Schema markup is a standardized vocabulary (defined at schema.org) that you embed in your HTML to explicitly tell search engines what your content means. Instead of Google guessing that "4.8" next to some text is a rating, schema markup declares: "this is an aggregate rating of 4.8 from 2,340 reviews for this product." This structured understanding enables rich results — those enhanced search listings with star ratings, FAQ accordions, pricing, and event details that dominate SERPs.
For landing pages, the ROI of schema markup is straightforward: rich results get significantly higher click-through rates than plain blue links. An FAQ rich result can double your SERP real estate. Product schema with pricing and availability gives searchers key information before they click, which means the visitors who do click are more qualified.

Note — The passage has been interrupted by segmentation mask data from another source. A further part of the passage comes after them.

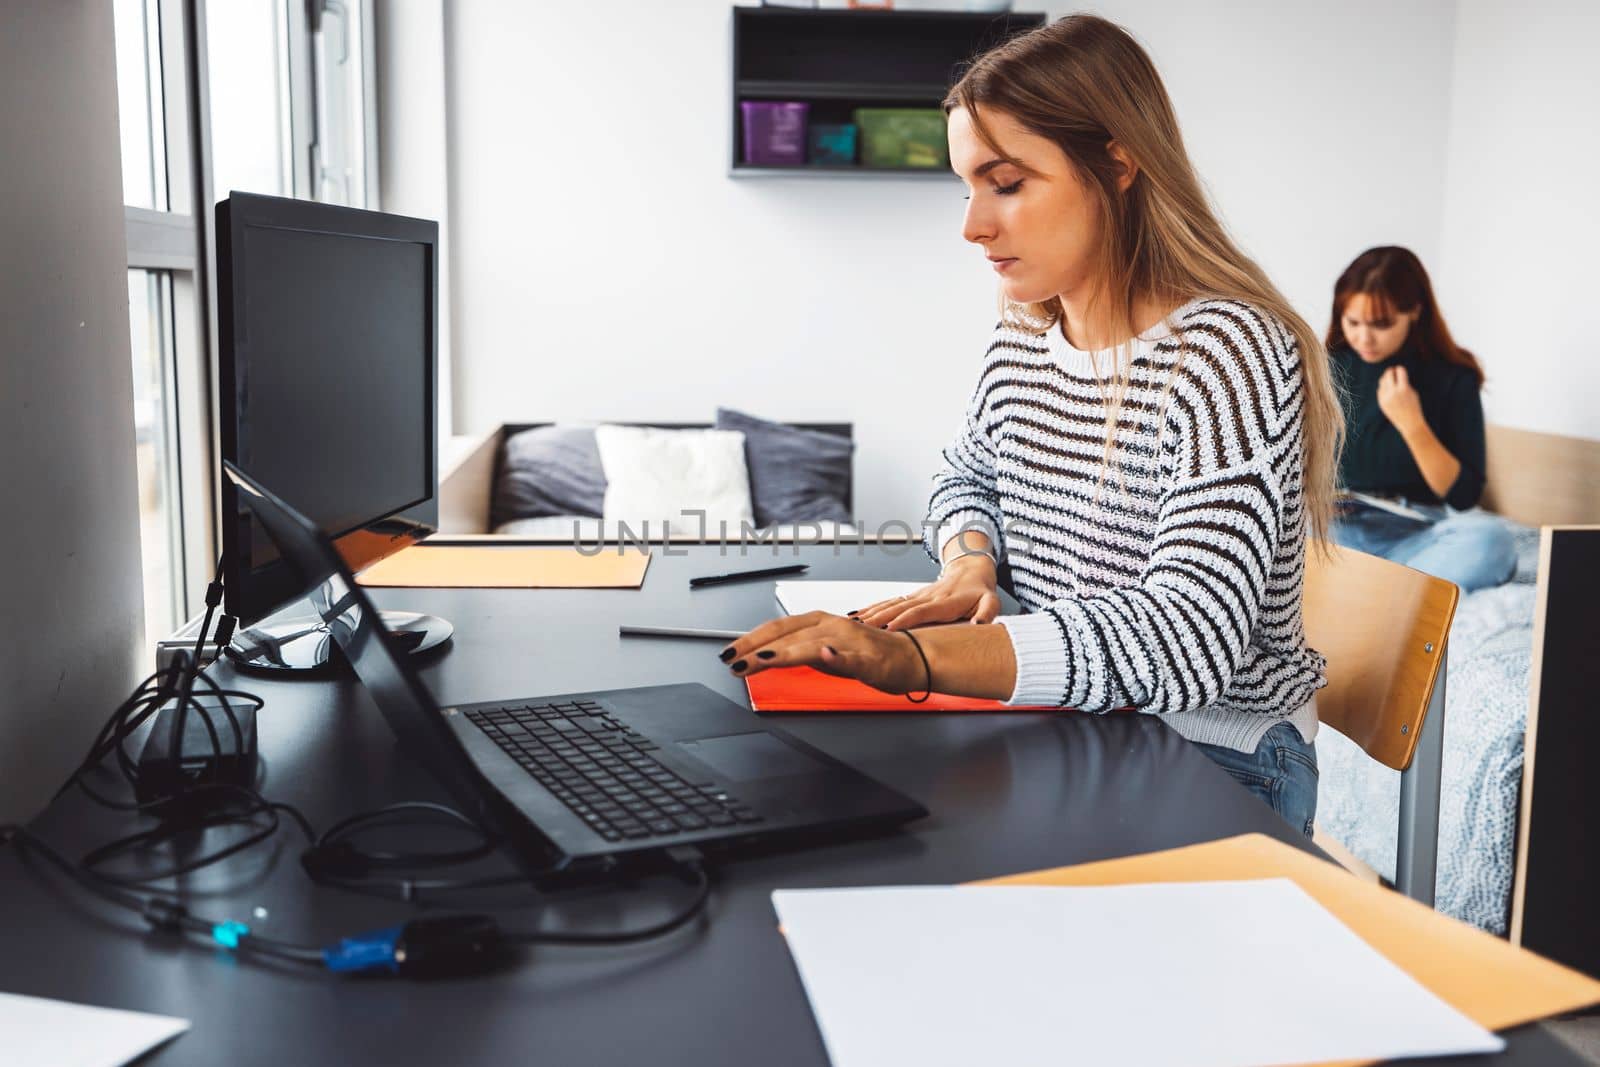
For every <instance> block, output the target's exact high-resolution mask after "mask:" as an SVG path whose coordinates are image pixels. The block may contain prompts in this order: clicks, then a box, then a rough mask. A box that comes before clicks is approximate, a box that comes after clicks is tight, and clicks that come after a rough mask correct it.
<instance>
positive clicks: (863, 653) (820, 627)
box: [720, 611, 926, 693]
mask: <svg viewBox="0 0 1600 1067" xmlns="http://www.w3.org/2000/svg"><path fill="white" fill-rule="evenodd" d="M720 654H722V661H723V662H725V664H728V669H730V670H731V672H733V673H736V675H738V677H741V678H747V677H750V675H752V673H760V672H762V670H766V669H768V667H800V665H805V667H816V669H818V670H822V672H824V673H830V675H838V677H843V678H859V680H861V681H866V683H867V685H870V686H872V688H874V689H883V691H885V693H920V691H922V688H923V685H926V670H925V669H923V665H922V656H920V654H917V649H915V648H914V646H912V638H909V637H906V635H904V633H885V632H883V630H880V629H870V627H866V625H861V624H859V622H856V621H853V619H846V617H843V616H837V614H827V613H826V611H808V613H805V614H792V616H786V617H782V619H771V621H768V622H763V624H762V625H758V627H755V629H754V630H750V632H749V633H746V635H742V637H739V638H738V640H736V641H733V643H731V645H728V646H726V648H723V649H722V653H720Z"/></svg>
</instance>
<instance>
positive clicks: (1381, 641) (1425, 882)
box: [1304, 545, 1461, 907]
mask: <svg viewBox="0 0 1600 1067" xmlns="http://www.w3.org/2000/svg"><path fill="white" fill-rule="evenodd" d="M1326 549H1328V550H1330V552H1331V555H1330V557H1326V558H1323V557H1317V558H1307V601H1306V608H1304V613H1306V625H1307V638H1309V641H1310V645H1312V646H1314V648H1317V649H1318V651H1322V653H1323V654H1325V656H1326V657H1328V662H1330V665H1328V681H1330V686H1328V689H1326V691H1323V693H1320V694H1318V705H1320V707H1318V712H1320V717H1322V720H1323V721H1325V723H1326V725H1330V726H1331V728H1334V729H1338V731H1339V733H1342V734H1344V736H1347V737H1350V739H1352V741H1354V742H1355V744H1357V745H1360V747H1362V750H1363V752H1365V753H1366V755H1368V757H1370V758H1373V760H1376V761H1379V763H1382V765H1384V766H1389V768H1394V769H1397V771H1400V825H1398V843H1397V849H1395V888H1397V889H1400V893H1403V894H1405V896H1410V897H1411V899H1414V901H1419V902H1422V904H1427V905H1430V907H1432V904H1434V896H1435V893H1434V881H1435V878H1437V873H1438V801H1440V787H1442V777H1443V749H1445V694H1446V673H1448V648H1446V643H1448V638H1450V625H1451V622H1453V621H1454V614H1456V603H1458V601H1459V597H1461V590H1459V589H1458V587H1456V585H1453V584H1451V582H1446V581H1443V579H1438V577H1432V576H1427V574H1422V573H1419V571H1414V569H1411V568H1406V566H1403V565H1400V563H1394V561H1390V560H1382V558H1379V557H1373V555H1368V553H1365V552H1357V550H1354V549H1346V547H1336V545H1326ZM1310 550H1312V552H1317V550H1318V547H1317V545H1312V547H1310ZM1382 608H1387V609H1389V611H1387V614H1382Z"/></svg>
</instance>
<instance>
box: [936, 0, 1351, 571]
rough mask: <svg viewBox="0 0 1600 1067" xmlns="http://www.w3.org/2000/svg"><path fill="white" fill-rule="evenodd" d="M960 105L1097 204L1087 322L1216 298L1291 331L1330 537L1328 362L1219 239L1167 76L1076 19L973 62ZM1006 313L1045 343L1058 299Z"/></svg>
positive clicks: (1117, 379)
mask: <svg viewBox="0 0 1600 1067" xmlns="http://www.w3.org/2000/svg"><path fill="white" fill-rule="evenodd" d="M957 107H960V109H965V110H966V114H968V115H970V117H971V122H973V128H974V131H976V133H978V136H979V138H981V139H982V141H984V144H987V146H989V147H990V149H992V150H994V152H995V154H997V155H1000V157H1002V158H1006V160H1008V162H1013V163H1019V162H1018V160H1013V158H1011V157H1008V155H1006V152H1005V150H1003V149H1000V146H998V144H997V142H995V139H994V136H992V134H990V133H989V130H987V126H986V125H984V118H982V115H984V112H986V110H994V112H1005V114H1006V115H1010V117H1011V118H1014V120H1016V122H1018V123H1021V125H1022V126H1024V128H1026V130H1029V131H1030V133H1035V134H1038V136H1042V138H1048V139H1050V141H1053V142H1056V144H1058V146H1059V147H1061V150H1062V152H1066V155H1067V158H1069V160H1070V162H1072V165H1074V168H1075V170H1077V173H1078V178H1080V179H1082V181H1083V184H1085V186H1086V187H1088V189H1090V190H1091V192H1093V194H1094V195H1096V197H1098V200H1099V219H1101V226H1099V250H1098V264H1099V285H1098V286H1096V291H1094V293H1093V296H1091V301H1090V315H1091V322H1093V320H1094V317H1101V315H1104V320H1106V322H1107V323H1109V325H1110V328H1112V331H1114V333H1115V334H1117V336H1122V338H1130V339H1131V338H1133V334H1134V333H1136V330H1138V323H1134V301H1138V299H1141V298H1146V299H1155V301H1162V302H1163V304H1165V306H1168V307H1176V306H1179V304H1184V302H1187V301H1192V299H1197V298H1221V299H1237V301H1243V302H1248V304H1253V306H1254V307H1258V309H1261V310H1264V312H1269V314H1272V315H1275V317H1277V318H1278V320H1280V322H1282V323H1283V325H1285V326H1286V328H1288V331H1290V333H1291V334H1293V336H1294V341H1296V344H1298V346H1299V362H1301V376H1302V382H1304V387H1306V410H1304V424H1302V434H1304V438H1302V442H1304V443H1302V448H1304V478H1306V483H1304V490H1302V491H1304V506H1306V515H1307V523H1309V533H1310V536H1314V537H1317V539H1318V541H1322V539H1325V537H1326V533H1328V523H1330V522H1331V518H1333V504H1334V485H1336V478H1338V474H1336V472H1338V462H1339V450H1341V446H1342V443H1344V414H1342V410H1341V406H1339V397H1338V394H1336V392H1334V386H1333V374H1331V370H1330V365H1328V352H1326V349H1323V346H1322V341H1320V338H1318V336H1317V333H1315V331H1314V330H1312V328H1310V326H1309V325H1307V323H1306V320H1304V318H1301V317H1299V315H1298V314H1296V312H1294V309H1293V307H1291V306H1290V302H1288V301H1286V299H1285V298H1283V294H1282V293H1278V290H1277V286H1274V285H1272V282H1270V280H1267V275H1266V272H1262V270H1261V267H1259V266H1256V262H1254V261H1253V259H1250V256H1246V254H1245V253H1242V251H1240V250H1238V246H1237V245H1234V242H1232V238H1230V237H1229V235H1227V232H1226V230H1224V229H1222V224H1221V222H1219V221H1218V218H1216V213H1214V211H1213V210H1211V203H1210V200H1208V198H1206V195H1205V190H1203V187H1202V186H1200V178H1198V176H1197V174H1195V168H1194V163H1190V162H1189V154H1187V152H1186V150H1184V141H1182V134H1181V133H1179V130H1178V115H1176V114H1174V112H1173V102H1171V99H1170V98H1168V96H1166V86H1165V85H1162V75H1160V74H1157V70H1155V64H1152V62H1150V58H1149V56H1147V54H1146V51H1144V50H1142V48H1141V46H1139V43H1138V42H1136V40H1133V37H1130V35H1128V32H1126V30H1123V29H1122V27H1120V26H1117V24H1115V22H1109V21H1106V19H1102V18H1096V16H1093V14H1070V16H1067V18H1062V19H1059V21H1056V22H1053V24H1050V26H1043V27H1040V29H1037V30H1032V32H1029V34H1024V35H1021V37H1014V38H1011V40H1010V42H1006V43H1003V45H1000V46H997V48H995V50H992V51H989V53H986V54H982V56H981V58H978V59H976V61H974V62H973V64H971V66H970V67H968V69H966V72H965V74H963V75H962V78H960V80H958V82H957V83H955V86H954V88H952V90H950V93H949V96H946V99H944V110H946V114H949V112H950V110H955V109H957ZM1112 141H1115V142H1117V144H1118V146H1122V149H1123V150H1125V152H1126V154H1128V157H1130V158H1131V160H1133V163H1134V165H1136V168H1138V170H1136V174H1134V179H1133V184H1130V186H1128V189H1126V190H1125V192H1123V190H1118V187H1117V182H1118V178H1120V176H1122V165H1120V163H1118V162H1117V160H1115V158H1114V157H1112V155H1110V152H1109V150H1107V144H1109V142H1112ZM1021 170H1024V173H1026V171H1027V170H1029V168H1027V166H1021ZM1002 315H1003V317H1005V318H1006V322H1010V323H1011V325H1018V326H1022V328H1026V330H1032V331H1040V333H1042V331H1046V330H1051V328H1054V326H1056V323H1059V322H1061V317H1062V309H1061V301H1059V299H1058V298H1054V296H1053V298H1050V299H1046V301H1042V302H1037V304H1022V306H1018V304H1013V302H1010V301H1006V299H1005V298H1002ZM1131 358H1133V346H1131V342H1130V344H1123V346H1118V349H1117V357H1115V368H1114V373H1112V376H1110V382H1109V386H1110V392H1109V405H1107V414H1106V459H1107V464H1110V459H1112V454H1114V453H1112V448H1114V438H1115V427H1117V416H1118V413H1120V410H1122V403H1123V398H1125V397H1126V389H1128V376H1130V373H1131Z"/></svg>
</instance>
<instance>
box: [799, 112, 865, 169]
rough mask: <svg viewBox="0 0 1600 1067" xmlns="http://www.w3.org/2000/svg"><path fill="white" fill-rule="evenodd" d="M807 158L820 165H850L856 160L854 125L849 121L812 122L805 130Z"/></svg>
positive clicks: (848, 165) (854, 132)
mask: <svg viewBox="0 0 1600 1067" xmlns="http://www.w3.org/2000/svg"><path fill="white" fill-rule="evenodd" d="M806 138H808V142H810V147H811V150H810V154H808V158H810V162H811V163H816V165H821V166H850V165H851V163H854V162H856V126H854V125H851V123H848V122H846V123H830V122H813V123H811V126H810V128H808V130H806Z"/></svg>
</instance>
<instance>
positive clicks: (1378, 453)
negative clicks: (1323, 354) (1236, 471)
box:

Which schema types matter for landing pages
Organization schema with logo, name, and social profiles. FAQPage if you have an FAQ section (most landing pages should). Product or SoftwareApplication with pricing for SaaS pages. Review/AggregateRating if you have legitimate reviews. Don't add schema for content that doesn't exist on the page — Google penalizes misleading structured data.
Implementation: use JSON-LD format (Google's preferred method) in a <script type="application/ld+json"> block. Validate with Google's Rich Results Test before deploying. Common mistake: adding schema markup but never checking if it actually triggers rich results — some schema types are eligible but rarely displayed. Test, validate, monitor.